Per 1 augustus 2014 is de wet op Passend Onderwijs van kracht. Deze wet verplicht scholen voor elk kind een passende plek te vinden. Vaak kan dit op de school van aanmelding, maar soms passen de onderwijsbehoeften van een kind niet bij de ondersteuningsmogelijkheden van een school. In dat geval wordt gezocht naar een andere, passende plek.
Het samenwerkingsverband Stromenland heeft het minimale niveau van de basisondersteuning vastgesteld in het ondersteuningsplan. De basisondersteuning zoals omschreven door Stromenland is de ondersteuning die elke school binnen het samenwerkingsverband moet kunnen bieden. De extra ondersteuning is alle ondersteuning die gegeven wordt, maar niet binnen de basisondersteuning valt. Het samenwerkingsverband zorgt voor een dekkend aanbod binnen de regio.
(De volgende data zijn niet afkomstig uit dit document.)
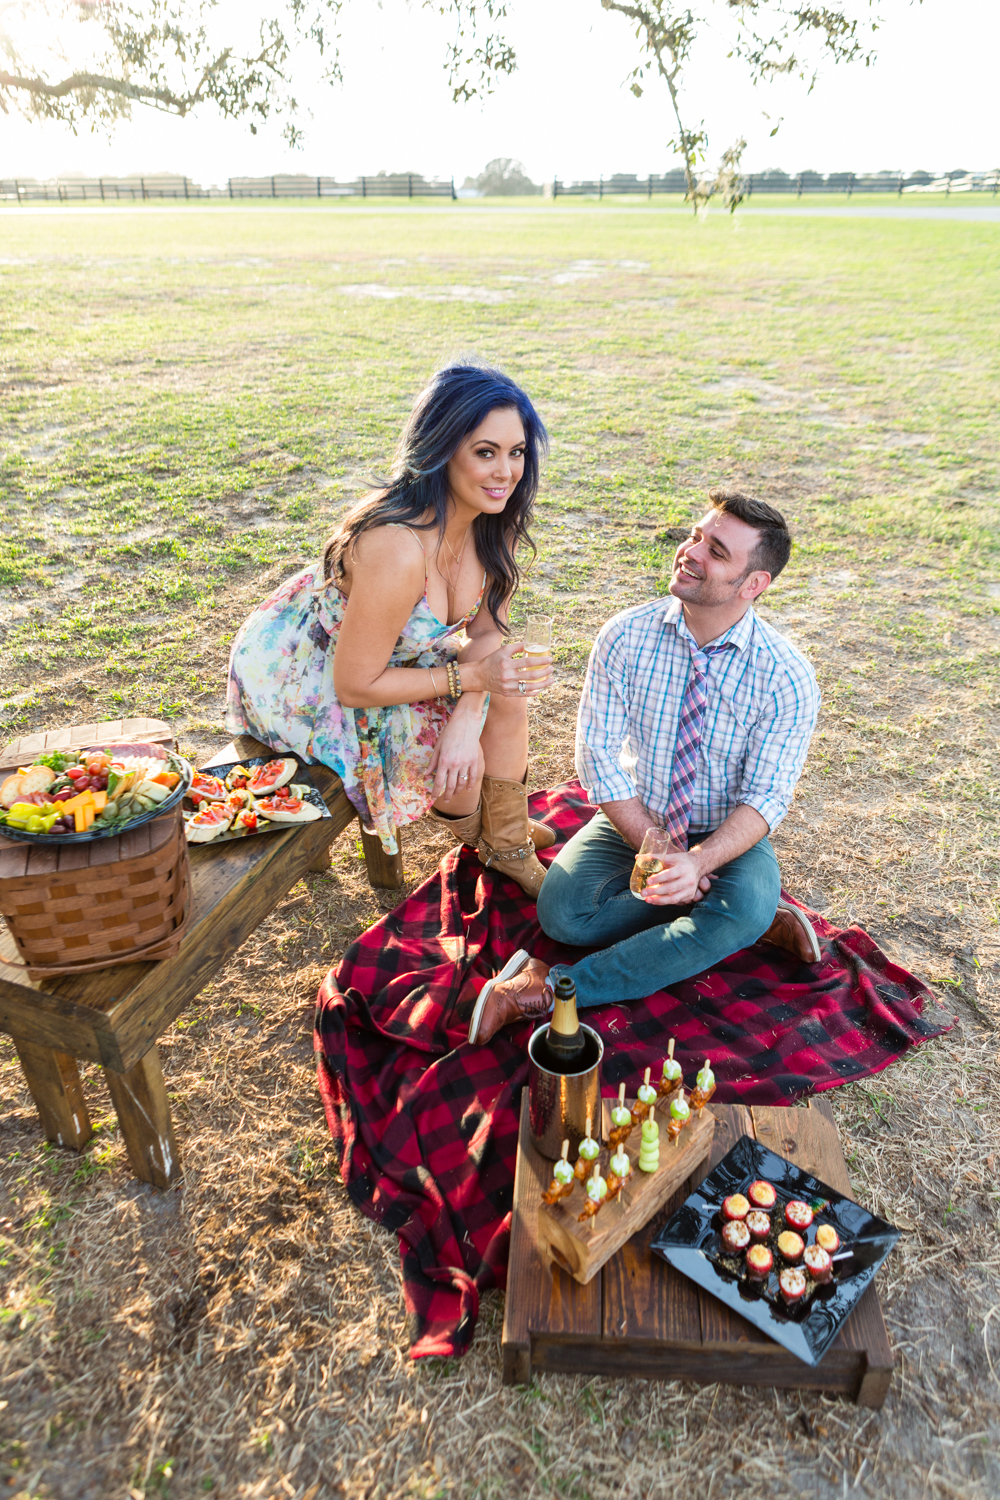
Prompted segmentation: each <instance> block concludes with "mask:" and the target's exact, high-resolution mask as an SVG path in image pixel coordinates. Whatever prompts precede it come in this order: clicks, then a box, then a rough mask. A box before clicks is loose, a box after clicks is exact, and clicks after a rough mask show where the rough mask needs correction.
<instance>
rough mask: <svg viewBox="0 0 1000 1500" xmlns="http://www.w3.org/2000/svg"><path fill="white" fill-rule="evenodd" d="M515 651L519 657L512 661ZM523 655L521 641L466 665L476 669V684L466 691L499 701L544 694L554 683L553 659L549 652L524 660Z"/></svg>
mask: <svg viewBox="0 0 1000 1500" xmlns="http://www.w3.org/2000/svg"><path fill="white" fill-rule="evenodd" d="M516 651H517V652H520V655H517V657H514V652H516ZM523 651H525V642H523V640H508V642H507V645H505V646H501V648H499V651H493V652H490V655H487V657H481V660H478V661H469V666H471V667H475V682H474V684H472V682H471V684H469V687H475V688H477V690H478V691H486V693H499V694H501V697H513V696H522V697H535V696H537V694H538V693H544V690H546V688H547V687H552V684H553V681H555V676H553V672H552V657H550V655H549V652H546V654H544V655H534V654H532V655H531V657H526V655H525V654H523Z"/></svg>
Om de ondersteuningsmogelijkheden van de school in kaart te brengen, is iedere school wettelijk verplicht om een schoolondersteuningsprofiel (SOP) op te stellen. In het SOP staat beschreven welke mogelijkheden de school kan bieden met haar eigen middelen. Dit wordt aan de hand van de volgende kenmerken beschreven:
- een algemene beschrijving van de school;
- de basisondersteuning;
- de mogelijkheden voor extra ondersteuning;
- de grenzen aan de ondersteuning;
- de ambities van de school.
De school heeft het huidige profiel opgesteld waarbij rekening is gehouden met de teamdeskundigheid en de beschikbare, financiële middelen. Veranderingen binnen het team of in het budget kunnen van invloed zijn op de ondersteuningsmogelijkheden van de school. Het SOP wordt jaarlijks geactualiseerd. De Medezeggenschapsraad (MR) heeft adviesrecht op het SOP. Na instemming van de MR is het document definitief.